O recorde de ocupação atingido em Santa Catarina no 2º trimestre de 2022 reflete dois movimentos simultâneos: a geração de empregos resultante do crescimento da atividade econômica; e o autoemprego da população mais vulnerável ou que necessita complementar a renda perdida nos últimos anos.

O primeiro movimento é impulsionado pela expansão de segmentos muito intensivos em trabalho, com destaque para a construção, os serviços prestados às famílias e as indústrias de alimentos e de vestuário. Já o segundo está associado à perda do poder de compra das famílias, que mesmo trabalhando tanto quanto antes da pandemia têm problemas para fechar as contas.


* Economista pela Universidade Federal de Santa Catarina. E-mail: vicenteheinen@gmail.com.

[1] Esse processo foi examinado à exaustão em diversos textos publicados no Blog do Necat. Ver, por exemplo, HEINEN; MATTEI. O cenário do mercado de trabalho catarinense no 2º trimestre de 2021. Blog do Necat, 2021.

[2] Ver HEINEN. Rendimento médio dos trabalhadores catarinenses no 1º trimestre de 2022 foi 7,4% inferior ao mesmo período de 2021. Blog do Necat, 2022.

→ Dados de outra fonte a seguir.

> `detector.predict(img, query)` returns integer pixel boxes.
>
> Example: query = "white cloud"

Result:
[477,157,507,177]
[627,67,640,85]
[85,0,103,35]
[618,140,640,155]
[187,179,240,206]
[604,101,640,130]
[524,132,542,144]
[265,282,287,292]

[3] Para ficar mais claro, podemos pensar no exemplo de uma família com quatro pessoas: mãe, pai e dois filhos. Antes da pandemia, ambos os pais trabalhavam, recebendo 3 salários mínimos cada. A mãe perde o emprego em 2020, porém quando consegue outra vaga, em 2021, seu novo salário é 30% menor. Além disso, o salário do pai permaneceu congelado e, ao final do ano, tem um poder de compra, digamos, 10% menor que em 2019. A consequência é que a família como um todo perdeu 20% de seu poder de compra, mesmo que todos tenham voltado a trabalhar.

[4] De acordo com as estatísticas do Banco Central, o comprometimento da renda das famílias com o serviço das dívidas contratadas chegou a 21% em 2021, quase 2 pontos percentuais acima do patamar registrado imediatamente antes da pandemia. BCB/DEPEC. Estatísticas monetárias e de crédito. 2022.

[5] Cerca de 60% dos catarinenses de 14 a 24 anos que estão fora da força de trabalho dizem não procurar emprego em função dos estudos. Assim, embora a maior ocupação juvenil seja uma boa notícia em termos da renda das famílias e da redução do desemprego, esse dado traz preocupação quanto à evasão escolar. De acordo com os microdados da PNAD Contínua, a taxa de escolarização dessa faixa etária em Santa Catarina caiu de 56% para 53% entre 2021 e 2022, com aumento da evasão tanto no Ensino Médio, quanto no Superior.

[6] Retomando o exemplo mencionado anteriormente, estaríamos falando de um caso no qual um dos filhos passa a trabalhar, visando compensar a perda de 20% no poder de compra de sua família.

[7] Em termos reais, o valor empenhado pelo Governo Estadual com a rubrica de transporte rodoviário cresceu 95%, passando de R$ 919 milhões em 2021, para R$ 1,95 bilhões em 2022. SDE. Portal da Transparência. 2022.